Mensagens entre integrantes do grupo acusado de manipular jogos no Brasil indicam que eles usavam robôs para realizar as apostas em massa e nas dezenas de contas de laranjas administradas pelos investigados. O uso de automação para realizar as apostas é proibido e aparece em diferentes diálogos recuperados pelo Ministério Público de Goiás. Com uma grande quantidade de contas, eles multiplicavam os lucros, que poderiam chegar em R$ 700 mil numa rodada.

Em uma conversa com um dos investigados, Bruno Lopez orienta que seu interlocutor deposite R$ 550 em 12 contas. Após receber o login e senha de cada uma delas, responde: “É boa que eu já mando assim tudo pro cara lá do robô. Entendeu?”.

Mensagens recuperadas pelo Ministério Público de Goiás — Foto: Reprodução
Mensagens recuperadas pelo Ministério Público de Goiás — Foto: Reprodução

O uso de automação também aparece em outro diálogo interceptado em escuta telefônica em fevereiro. Bruno Lopez conversa com um homem não identificado e diz que vai encontrar com Ícaro Fernando , onde haveriam dos computadores com os sistemas.

“Sempre dá uma trava. Não é que dá uma travadinha. De 50 contas que você passa, entra umas 30 de uma vez, 35”, diz Lopez.

A prática, no entanto, é proibida pelas empresas de aposta. A Bet365, uma das plataformas que o grupo operava destaca nos termos de uso que monitora os acessos e pode bloquear as contas com atividade automatizada ou robótica.

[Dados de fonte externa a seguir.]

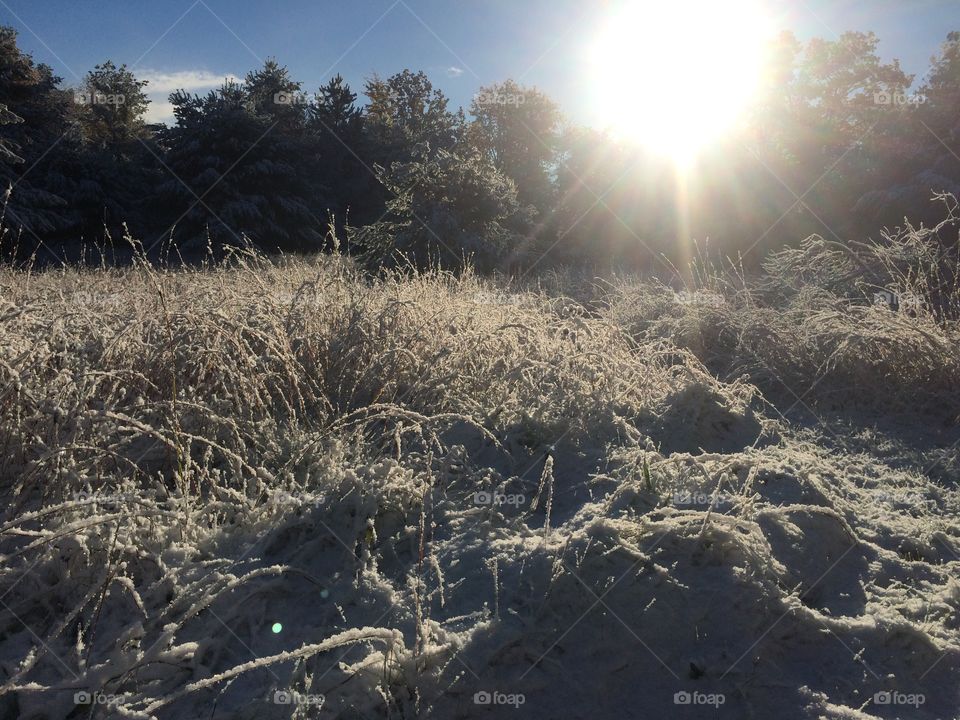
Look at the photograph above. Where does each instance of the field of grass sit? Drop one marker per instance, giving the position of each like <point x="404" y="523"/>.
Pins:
<point x="280" y="488"/>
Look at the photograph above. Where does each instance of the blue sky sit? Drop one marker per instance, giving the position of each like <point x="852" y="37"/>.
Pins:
<point x="461" y="44"/>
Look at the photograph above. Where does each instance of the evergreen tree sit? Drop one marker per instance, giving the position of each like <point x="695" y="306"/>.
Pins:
<point x="45" y="140"/>
<point x="240" y="158"/>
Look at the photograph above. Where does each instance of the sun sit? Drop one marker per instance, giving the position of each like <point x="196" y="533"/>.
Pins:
<point x="676" y="75"/>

— Robôs existem e as casas de apostas não autorizam. Se eventualmente descobrirem o uso, vão derrubar as contas. Mas não há notícias que eles tenham sido usados no Brasil — diz Wesley Cardia, CEO da Associação Nacional de Jogos e Loterias (ANJL), que tem 13 empresas de apostas associadas.

Tentativa de despistar autoridades

As conversas recuperadas pelo Ministério Público de Goiás revelam as tentativas do grupo acusado de manipular jogos no Brasil em tentar fugir do radar das autoridades e dos sistemas de segurança. Entre as artimanhas discutidas e adotadas está a utilização de robôs para concretizar as apostas, uso de números de celular de fora do Brasil e mudanças de endereços. A Operação Penalidade Máxima já denunciou 15 jogadores, além de apostadores e empresários.

Além de uso de laranjas para não alertar as autoridades financeiras, conforme mostrou O GLOBO anteontem, o grupo tinha medo de ser localizado e ter conversas interceptadas. Um dos diálogos em que discutem como despistar as autoridades, o apostador Thiago Chambó conversa com Bruno Lopez — acusado de liderar a quadrilha — sobre o que podem fazer para dificultar possíveis investigações. Em setembro de 2022, Chambó diz que nem sua própria família sabe seu endereço. Bruno então responde que precisa conseguir um chip de “fora”.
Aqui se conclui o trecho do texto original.